Before long the restaurant had more than 60 positive reviews that drowned out — and silenced — the trollers.
“People stepped up quickly and very loud, saying ‘we got your back,’” Maetzold said. “I’m left feeling way more proud of our town and valley than I’m scared about it.”
Reviews came from patrons not only locally but in many other states.
Maetzold posted a message on Facebook late Monday, thanking the community for its support.
“The shock we first experienced on Friday night when a white supremacist group had a call to action to ‘troll storm’ Whitefish for denouncing their leader and their ideas has quickly been replaced by the overwhelming feeling of support we have been shown from the local community,” the Buffalo Cafe’s post noted. “The handful of hate-filled reviews we have received on Google have been thoroughly drowned out by the counter efforts of our community. Although your kind words in the counter-reviews were nice, it is the act itself that speaks the loudest about what our town is all about. The Buffalo is humbled by your support and thankful to have so many have our backs. Thank you so much. Stay up. We got this!”
Michelle Saurey, who along with her husband, Peter Edland, own The Walking Man Frame Shop & Gallery in Whitefish, said their business received one vulgar and harassing online comment on Google reviews, but she took immediate action to remove the post.
“My business has not been targeted to the level I believe other businesses have been targeted,” Saurey said. “We have not been targeted in a manner I feel threatened or worried.
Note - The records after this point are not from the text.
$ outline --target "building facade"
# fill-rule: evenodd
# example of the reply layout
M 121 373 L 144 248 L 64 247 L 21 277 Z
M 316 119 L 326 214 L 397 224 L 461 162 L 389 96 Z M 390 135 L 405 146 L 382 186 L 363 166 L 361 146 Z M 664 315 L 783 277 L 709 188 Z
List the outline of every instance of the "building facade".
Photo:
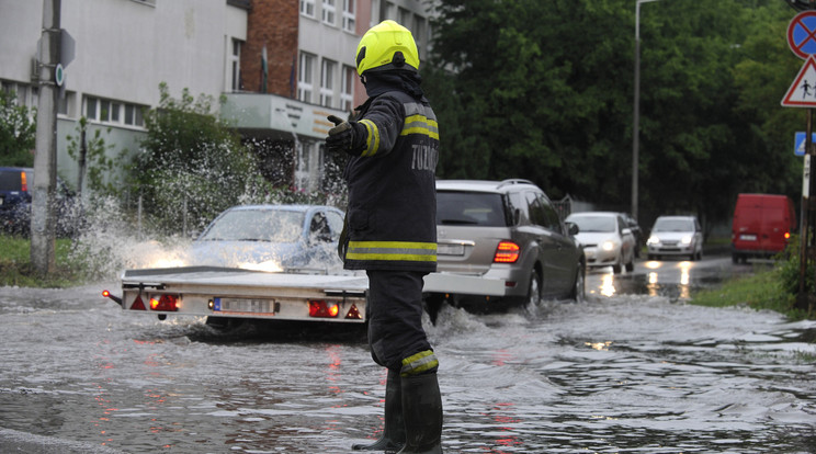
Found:
M 327 115 L 365 100 L 354 52 L 385 19 L 409 27 L 422 49 L 430 30 L 422 0 L 61 0 L 60 24 L 76 43 L 57 115 L 58 173 L 78 181 L 68 155 L 80 117 L 102 129 L 110 154 L 133 156 L 143 112 L 170 95 L 225 95 L 219 114 L 258 154 L 264 177 L 324 189 Z M 0 0 L 0 89 L 38 103 L 43 2 Z M 111 175 L 112 179 L 117 175 Z

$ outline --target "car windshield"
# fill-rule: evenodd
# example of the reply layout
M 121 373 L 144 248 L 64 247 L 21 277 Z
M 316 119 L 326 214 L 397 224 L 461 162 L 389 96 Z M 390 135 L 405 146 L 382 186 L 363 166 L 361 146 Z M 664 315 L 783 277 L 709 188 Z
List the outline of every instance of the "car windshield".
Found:
M 691 231 L 694 230 L 691 219 L 657 219 L 654 231 Z
M 234 209 L 213 223 L 199 238 L 204 241 L 295 242 L 303 232 L 304 214 L 283 209 Z
M 569 219 L 578 226 L 578 231 L 615 231 L 615 218 L 610 216 L 574 216 Z
M 437 224 L 507 227 L 501 195 L 487 192 L 437 193 Z

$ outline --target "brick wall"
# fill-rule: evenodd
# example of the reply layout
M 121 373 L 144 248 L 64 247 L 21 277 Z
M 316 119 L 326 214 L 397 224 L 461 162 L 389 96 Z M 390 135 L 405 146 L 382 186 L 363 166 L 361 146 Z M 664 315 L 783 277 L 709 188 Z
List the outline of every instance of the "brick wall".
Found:
M 241 49 L 245 91 L 262 92 L 261 53 L 267 45 L 267 92 L 297 95 L 297 0 L 252 0 L 247 43 Z

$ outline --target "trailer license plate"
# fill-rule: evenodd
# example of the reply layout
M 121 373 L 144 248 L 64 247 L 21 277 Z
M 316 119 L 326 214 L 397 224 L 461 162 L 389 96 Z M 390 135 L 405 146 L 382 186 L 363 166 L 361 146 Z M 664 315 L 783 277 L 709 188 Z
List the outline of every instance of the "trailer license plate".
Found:
M 214 310 L 220 313 L 274 314 L 274 299 L 215 298 Z
M 437 245 L 437 254 L 439 256 L 464 256 L 465 245 Z

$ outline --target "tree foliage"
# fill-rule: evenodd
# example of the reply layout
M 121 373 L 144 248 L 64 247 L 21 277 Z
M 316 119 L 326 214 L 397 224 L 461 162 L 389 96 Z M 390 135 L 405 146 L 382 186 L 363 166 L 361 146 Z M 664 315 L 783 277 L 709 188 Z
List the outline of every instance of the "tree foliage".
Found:
M 199 229 L 258 183 L 254 158 L 212 112 L 212 97 L 195 99 L 184 89 L 177 100 L 167 84 L 159 90 L 159 106 L 145 115 L 148 133 L 132 172 L 135 189 L 166 231 Z
M 18 105 L 14 92 L 0 90 L 0 164 L 32 167 L 36 110 Z
M 801 60 L 779 0 L 641 7 L 641 220 L 729 217 L 739 192 L 796 196 L 804 116 L 780 106 Z M 627 209 L 635 2 L 439 0 L 423 87 L 443 178 L 535 181 Z M 800 118 L 798 121 L 796 118 Z

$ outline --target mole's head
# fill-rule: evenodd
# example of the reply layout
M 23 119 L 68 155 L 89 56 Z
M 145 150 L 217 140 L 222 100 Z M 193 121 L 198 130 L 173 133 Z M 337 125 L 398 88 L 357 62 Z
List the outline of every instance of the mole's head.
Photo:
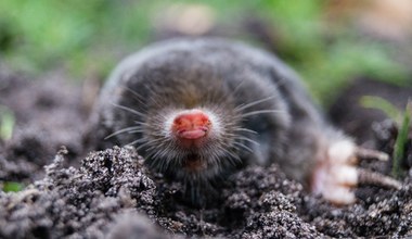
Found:
M 213 178 L 239 163 L 240 127 L 236 114 L 218 105 L 150 111 L 142 154 L 169 176 Z

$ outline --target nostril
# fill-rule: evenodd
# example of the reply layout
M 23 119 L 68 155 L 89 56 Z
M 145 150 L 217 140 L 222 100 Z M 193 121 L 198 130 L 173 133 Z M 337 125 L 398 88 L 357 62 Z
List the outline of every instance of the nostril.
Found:
M 172 131 L 182 139 L 205 137 L 211 126 L 206 113 L 199 110 L 183 112 L 173 120 Z

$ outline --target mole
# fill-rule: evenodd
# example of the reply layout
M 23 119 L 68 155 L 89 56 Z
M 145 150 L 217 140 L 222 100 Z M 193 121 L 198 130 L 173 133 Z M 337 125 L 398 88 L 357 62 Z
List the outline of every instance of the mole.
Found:
M 93 122 L 101 143 L 134 146 L 151 171 L 183 183 L 198 203 L 249 164 L 276 163 L 337 204 L 355 202 L 361 180 L 400 187 L 357 166 L 387 155 L 334 128 L 291 67 L 234 40 L 170 39 L 126 58 L 104 85 Z

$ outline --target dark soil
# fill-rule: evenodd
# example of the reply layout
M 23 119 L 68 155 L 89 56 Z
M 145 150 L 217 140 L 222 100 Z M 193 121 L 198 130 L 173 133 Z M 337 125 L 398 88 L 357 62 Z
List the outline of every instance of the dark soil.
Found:
M 214 204 L 191 207 L 180 200 L 182 186 L 147 172 L 133 148 L 83 152 L 81 134 L 89 111 L 81 87 L 55 74 L 31 80 L 0 72 L 0 105 L 16 116 L 12 139 L 0 141 L 0 184 L 26 185 L 20 192 L 0 191 L 0 238 L 412 235 L 410 173 L 400 190 L 362 186 L 356 190 L 357 203 L 336 206 L 307 193 L 276 165 L 249 166 L 221 186 Z M 365 83 L 357 84 L 337 101 L 340 110 L 332 110 L 333 118 L 346 129 L 356 123 L 363 125 L 366 136 L 355 130 L 357 137 L 373 141 L 370 125 L 375 120 L 352 112 L 353 104 L 347 103 Z M 373 89 L 379 91 L 379 87 Z M 352 118 L 342 112 L 350 112 Z M 378 133 L 391 127 L 381 126 Z M 389 164 L 362 166 L 385 171 Z

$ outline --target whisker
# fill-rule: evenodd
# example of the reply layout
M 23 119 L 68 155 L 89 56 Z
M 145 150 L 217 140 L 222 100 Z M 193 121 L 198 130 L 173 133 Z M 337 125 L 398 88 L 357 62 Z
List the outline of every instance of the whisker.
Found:
M 139 127 L 140 127 L 140 126 L 131 126 L 131 127 L 127 127 L 127 128 L 119 129 L 119 130 L 117 130 L 117 131 L 115 131 L 115 133 L 113 133 L 113 134 L 106 136 L 106 137 L 104 138 L 104 140 L 110 139 L 110 138 L 112 138 L 113 136 L 117 136 L 117 135 L 123 134 L 123 133 L 134 133 L 134 131 L 137 131 L 137 130 L 139 129 Z M 136 129 L 136 130 L 134 130 L 134 129 Z
M 243 143 L 241 143 L 241 142 L 234 142 L 234 144 L 237 146 L 237 147 L 243 148 L 244 150 L 246 150 L 246 151 L 248 151 L 248 152 L 250 152 L 250 153 L 254 152 L 249 147 L 247 147 L 247 146 L 245 146 L 245 144 L 243 144 Z M 236 148 L 237 148 L 237 147 L 236 147 Z
M 139 116 L 141 116 L 141 117 L 145 117 L 144 114 L 142 114 L 142 113 L 140 113 L 139 111 L 136 111 L 136 110 L 133 110 L 133 109 L 131 109 L 131 108 L 128 108 L 128 106 L 125 106 L 125 105 L 120 105 L 120 104 L 116 104 L 116 103 L 113 103 L 113 105 L 116 106 L 116 108 L 119 108 L 119 109 L 121 109 L 121 110 L 128 111 L 128 112 L 130 112 L 130 113 L 132 113 L 132 114 L 139 115 Z
M 145 141 L 145 139 L 144 139 L 144 138 L 141 138 L 141 139 L 137 139 L 137 140 L 134 140 L 134 141 L 131 141 L 131 142 L 127 143 L 126 146 L 133 146 L 133 144 L 136 144 L 136 143 L 138 143 L 138 142 L 144 142 L 144 141 Z
M 235 128 L 234 131 L 246 131 L 246 133 L 250 133 L 250 134 L 254 134 L 254 135 L 258 134 L 257 131 L 248 129 L 248 128 Z
M 260 144 L 260 143 L 258 143 L 257 141 L 255 141 L 255 140 L 253 140 L 253 139 L 249 139 L 249 138 L 247 138 L 247 137 L 244 137 L 244 136 L 239 137 L 239 139 L 241 139 L 241 140 L 245 140 L 245 141 L 250 142 L 250 143 L 254 143 L 254 144 L 256 144 L 256 146 L 259 146 L 259 144 Z
M 257 115 L 257 114 L 269 114 L 269 113 L 284 113 L 284 111 L 280 111 L 280 110 L 252 111 L 252 112 L 244 113 L 242 116 L 243 117 L 248 117 L 248 116 L 253 116 L 253 115 Z

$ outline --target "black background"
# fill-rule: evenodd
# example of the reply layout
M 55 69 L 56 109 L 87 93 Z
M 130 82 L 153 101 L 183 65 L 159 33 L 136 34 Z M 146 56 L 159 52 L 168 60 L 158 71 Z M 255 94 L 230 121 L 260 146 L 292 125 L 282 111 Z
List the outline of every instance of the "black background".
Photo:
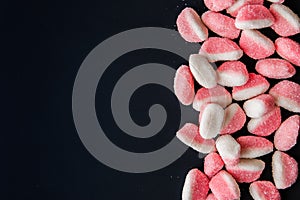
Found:
M 197 153 L 188 150 L 170 166 L 146 174 L 128 174 L 104 166 L 87 152 L 77 135 L 71 110 L 72 87 L 84 58 L 106 38 L 138 27 L 175 29 L 179 12 L 191 6 L 202 13 L 205 10 L 202 1 L 45 0 L 2 3 L 1 74 L 5 120 L 0 140 L 4 158 L 1 199 L 181 199 L 187 171 L 203 167 Z M 299 13 L 300 5 L 296 1 L 287 0 L 285 4 Z M 276 38 L 272 31 L 262 31 L 269 33 L 272 39 Z M 300 41 L 299 36 L 292 38 Z M 247 57 L 243 61 L 249 68 L 254 64 Z M 173 68 L 185 63 L 166 52 L 132 52 L 110 66 L 111 69 L 125 66 L 123 71 L 114 70 L 116 74 L 111 74 L 108 70 L 106 79 L 113 80 L 118 73 L 120 75 L 124 70 L 147 62 L 165 63 Z M 292 80 L 299 82 L 297 77 L 299 69 Z M 112 86 L 99 83 L 99 90 L 101 87 Z M 148 96 L 142 95 L 145 91 Z M 149 98 L 151 94 L 159 95 Z M 107 117 L 107 121 L 100 123 L 106 124 L 110 133 L 116 133 L 108 137 L 119 146 L 136 152 L 157 149 L 170 141 L 178 128 L 180 115 L 174 95 L 152 85 L 141 88 L 132 99 L 132 102 L 143 100 L 143 104 L 131 103 L 132 116 L 137 123 L 147 124 L 145 107 L 161 102 L 168 106 L 167 125 L 157 136 L 136 141 L 122 135 Z M 97 112 L 109 116 L 103 106 L 107 100 L 101 101 L 101 94 L 97 93 Z M 283 118 L 290 114 L 283 111 Z M 240 134 L 243 132 L 245 130 Z M 299 146 L 289 152 L 298 161 Z M 269 166 L 270 155 L 264 159 Z M 270 178 L 269 167 L 262 178 Z M 299 198 L 299 186 L 297 181 L 282 191 L 282 199 Z M 242 199 L 251 199 L 247 190 L 248 185 L 242 185 Z

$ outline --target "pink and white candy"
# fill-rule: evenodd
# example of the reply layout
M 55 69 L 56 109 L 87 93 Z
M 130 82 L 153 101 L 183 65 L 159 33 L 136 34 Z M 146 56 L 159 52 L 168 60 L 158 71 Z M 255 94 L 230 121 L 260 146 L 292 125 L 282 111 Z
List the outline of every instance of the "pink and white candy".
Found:
M 218 84 L 226 87 L 241 86 L 249 80 L 247 67 L 241 61 L 227 61 L 217 69 Z
M 199 54 L 207 57 L 209 62 L 238 60 L 243 51 L 228 38 L 210 37 L 201 46 Z
M 176 24 L 178 32 L 188 42 L 202 42 L 208 38 L 206 26 L 192 8 L 182 10 L 178 15 Z

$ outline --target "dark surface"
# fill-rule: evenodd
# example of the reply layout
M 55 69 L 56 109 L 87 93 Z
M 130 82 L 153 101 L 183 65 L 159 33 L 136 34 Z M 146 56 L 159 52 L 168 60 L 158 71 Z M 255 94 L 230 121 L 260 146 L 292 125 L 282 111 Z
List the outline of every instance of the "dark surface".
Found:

I trust my community and my patrons.”
She said the Spencer ordeal has been extremely frustrating because details of what actually transpired have been twisted and miscommunicated. While social media is how people now communicate, it’s also a breeding ground for uncivilized, reactionary discourse, she added.
Peter Edland said Sherry Spencer has been a client of Walking Man for years; they have completed upward of 20 framing jobs for her.
Walking Man displays a Love Lives Here poster in the window, and because of that had one woman stop in to say she wouldn’t shop there because of their support for the advocacy group.
Saurey said she believes the goal of the extreme white-nationalist community is to create discord.
“They want to feel like we can’t get along,” Saurey said, reiterating her support for the mission of Love Lives Here.
Whitefish Chamber of Commerce Executive Director Kevin Gartland said he has had about a half-dozen emails related to the Spencer ordeal, some reacting to what they read in the news.
“We’re trying to get people the information they need to combat this,” Gartland said. “We don’t know the extent [of the trolling]. Certainly there’s a campaign out there ... it’s pretty objectionable stuff.”
He acknowledged it’s difficult for individual businesses to combat the negative publicity linked to the trolling. The Chamber planned to email a directive to its members Tuesday, explaining steps to take if they are targeted by the neo-Nazi websites.
The Whitefish Convention and Visitor Bureau also has been involved in stepping the community through the ordeal, and provided businesses with guidelines for how to counter the trolling. (See related story.)
“Everyone is welcome in Whitefish,” Bureau spokeswoman Lisa Jones reiterated Tuesday. “We stand with our city’s recent proclamation recognizing and celebrating the dignity, diversity, and inclusion of all of its inhabitants and visitors. And we hope everyone will support our local businesses and neighbors with personal reviews, notes of kindness, and frequent their establishments. We want the world to know we are a friendly and welcoming place, always have been, and always will be.”